Minister w Kancelarii Prezydenta, Zbigniew Bogucki, określił wypowiedź jako znieważenie głowy państwa i wezwał prokuraturę do podjęcia działań. Dodał również, że sytuacja powinna stać się impulsem do dyskusji o zmianie konstytucji. – „Obecnie odebranie obywatelstwa nie jest możliwe, ale w innych państwach – takich jak USA, Niemcy czy Francja – istnieją rozwiązania pozwalające na taki krok w przypadku poważnych naruszeń” – mówił Bogucki, cytowany przez DoRzeczy.pl.
Po wybuchu skandalu pojawiły się informacje, że Mazurenko jest doktorantem Katolickiego Uniwersytetu Lubelskiego. Sprawę szybko sprostowała uczelnia. – „Pan Witalij Mazurenko został skreślony z listy doktorantów już w listopadzie 2020 roku i nie ma żadnych związków z KUL” – poinformowały władze uniwersytetu.
Pod naciskiem opinii publicznej Mazurenko zdecydował się na przeprosiny. – „Z głębokim smutkiem przyjąłem fakt, że moja wczorajsza wypowiedź uraziła wielu z Was. Jako obywatel Rzeczypospolitej Polskiej pragnę podkreślić, że darzę instytucje państwa na czele z Prezydentem pełnym szacunkiem. Przepraszam wszystkich, których uczucia mogły zostać dotknięte moimi słowami” – napisał w oświadczeniu.

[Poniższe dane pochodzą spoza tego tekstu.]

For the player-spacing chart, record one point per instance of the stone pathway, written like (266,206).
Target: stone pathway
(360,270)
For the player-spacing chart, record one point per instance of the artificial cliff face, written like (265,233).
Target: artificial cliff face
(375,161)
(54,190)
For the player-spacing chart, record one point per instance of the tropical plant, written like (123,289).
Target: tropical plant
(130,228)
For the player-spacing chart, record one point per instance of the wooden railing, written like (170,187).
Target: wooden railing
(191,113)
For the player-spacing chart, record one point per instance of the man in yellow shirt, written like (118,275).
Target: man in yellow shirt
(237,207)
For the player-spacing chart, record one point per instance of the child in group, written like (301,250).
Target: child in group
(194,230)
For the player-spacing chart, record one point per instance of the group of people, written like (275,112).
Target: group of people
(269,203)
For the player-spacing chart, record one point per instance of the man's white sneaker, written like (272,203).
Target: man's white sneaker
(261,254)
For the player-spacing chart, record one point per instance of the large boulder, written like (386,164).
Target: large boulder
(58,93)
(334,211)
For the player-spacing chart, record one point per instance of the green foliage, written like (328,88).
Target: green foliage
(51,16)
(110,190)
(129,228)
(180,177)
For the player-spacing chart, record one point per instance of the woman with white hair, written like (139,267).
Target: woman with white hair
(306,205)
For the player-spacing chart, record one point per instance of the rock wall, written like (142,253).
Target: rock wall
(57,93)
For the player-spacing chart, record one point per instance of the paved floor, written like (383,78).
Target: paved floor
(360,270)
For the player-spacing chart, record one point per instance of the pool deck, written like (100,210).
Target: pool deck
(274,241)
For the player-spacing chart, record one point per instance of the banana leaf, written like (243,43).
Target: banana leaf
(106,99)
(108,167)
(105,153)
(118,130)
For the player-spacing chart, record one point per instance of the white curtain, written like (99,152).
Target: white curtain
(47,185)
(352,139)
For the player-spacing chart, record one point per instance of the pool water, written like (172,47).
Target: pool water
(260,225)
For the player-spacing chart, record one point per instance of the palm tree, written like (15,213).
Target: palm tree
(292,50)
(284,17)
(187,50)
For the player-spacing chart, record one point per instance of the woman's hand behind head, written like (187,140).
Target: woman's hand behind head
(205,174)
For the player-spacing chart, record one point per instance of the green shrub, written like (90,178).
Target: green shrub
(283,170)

Choć sprawa na razie zakończy się przeprosinami, politycy podkreślają, że incydent otworzył poważną dyskusję o granicach wolności słowa, poszanowaniu urzędu prezydenta i mechanizmach prawnych związanych z przyznawaniem i odbieranie obywatelstwa Rzeczpospolitej Polskiej.